Desde pequeño he sido fanático del arte y la cultura. Esa fue la semillita que mis abuelos cultivaron en mí, llevándome al teatro y enseñándome cuadros y canciones. Por supuesto, toda rama del conocimiento tiene sus formalismos y reglas, siendo la cultura una de estas. Es por esa razón que, además de conocer la materia, fui criado para saber expresarla, respetando sus tiempos y formas; eso permitió que acuñe la frade “teatro para todos, pero no todos para el teatro”. Pero, ¿qué significa esto?
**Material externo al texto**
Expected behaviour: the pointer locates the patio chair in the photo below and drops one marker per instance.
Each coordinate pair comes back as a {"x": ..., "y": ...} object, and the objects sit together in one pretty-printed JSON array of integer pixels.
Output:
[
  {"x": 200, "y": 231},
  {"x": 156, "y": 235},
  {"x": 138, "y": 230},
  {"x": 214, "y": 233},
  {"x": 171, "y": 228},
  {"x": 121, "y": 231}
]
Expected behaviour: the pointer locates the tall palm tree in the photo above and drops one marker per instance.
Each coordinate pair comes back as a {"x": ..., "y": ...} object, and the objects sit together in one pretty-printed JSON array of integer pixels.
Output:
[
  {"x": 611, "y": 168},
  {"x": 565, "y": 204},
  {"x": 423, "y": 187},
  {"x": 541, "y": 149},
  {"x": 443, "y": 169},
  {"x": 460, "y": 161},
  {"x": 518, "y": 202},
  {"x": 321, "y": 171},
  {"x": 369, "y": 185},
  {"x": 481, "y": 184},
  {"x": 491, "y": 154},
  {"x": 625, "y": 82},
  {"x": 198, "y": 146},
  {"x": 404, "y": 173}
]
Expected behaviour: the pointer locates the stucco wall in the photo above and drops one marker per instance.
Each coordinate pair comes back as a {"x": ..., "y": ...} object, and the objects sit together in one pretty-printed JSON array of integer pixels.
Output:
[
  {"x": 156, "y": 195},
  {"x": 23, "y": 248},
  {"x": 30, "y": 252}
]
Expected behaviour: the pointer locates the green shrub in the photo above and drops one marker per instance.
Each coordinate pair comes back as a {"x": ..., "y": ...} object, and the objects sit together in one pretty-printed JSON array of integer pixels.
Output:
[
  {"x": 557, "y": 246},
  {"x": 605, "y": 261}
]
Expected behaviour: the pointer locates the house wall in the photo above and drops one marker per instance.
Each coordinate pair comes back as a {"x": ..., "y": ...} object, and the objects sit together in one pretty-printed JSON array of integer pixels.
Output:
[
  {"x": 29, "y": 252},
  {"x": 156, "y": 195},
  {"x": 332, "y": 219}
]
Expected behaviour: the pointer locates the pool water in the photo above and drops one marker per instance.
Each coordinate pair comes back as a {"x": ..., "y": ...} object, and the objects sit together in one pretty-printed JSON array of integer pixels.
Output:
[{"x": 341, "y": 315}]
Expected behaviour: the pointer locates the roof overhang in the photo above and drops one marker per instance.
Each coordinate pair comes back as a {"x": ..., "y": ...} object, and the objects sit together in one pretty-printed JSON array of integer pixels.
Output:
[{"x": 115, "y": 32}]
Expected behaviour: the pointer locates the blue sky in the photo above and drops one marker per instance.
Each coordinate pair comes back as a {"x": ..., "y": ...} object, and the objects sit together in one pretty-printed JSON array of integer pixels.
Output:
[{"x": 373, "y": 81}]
Sencillo: el teatro, como cualquier otro espacio cultural, aunque esté con sus puertas abiertas al público, tiene reglas que deben cumplirse y no todos las cumplen.
Latinoamérica es un dolor de cabeza, en este caso – salvo con Argentina, que tiene un nivel mucho más alto al del resto del subcontinente – . Varias veces encontré gente comiendo dentro de la sala (incluso nachos con frijoles), entrando tarde, saliendo a media función, hablando por el celular y tomando fotos con flash (¡por Dios, el flash!). No solo es una molestia para el resto de espectadores, sino un cruel insulto a la cultura – y peor aquellos que se quedan revisando Twitter o Facebook, con el brillo de la pantalla al máximo – . Es desagradablemente fastidioso este comportamiento, además de retrógrado. El teatro no es un cine ni la sala de una casa: es un espacio cultural con reglas y código de comportamiento y vestimenta (esta última otro descuido, especialmente para los que van en short).
No pretendo subirme el ego ni creerme la última coca cola del desierto de la cultura con este comentario, sino hacer un llamado de atención para que sea considerado. Somos muchos los que disfrutamos el teatro, invirtiendo nuestro dinero en la cultura, pero que cada vez encuentran menos incentivos para hacerlos por un pequeño grupo de irrespetuosos. Si vamos a hacer patria, hagamos cultura antes.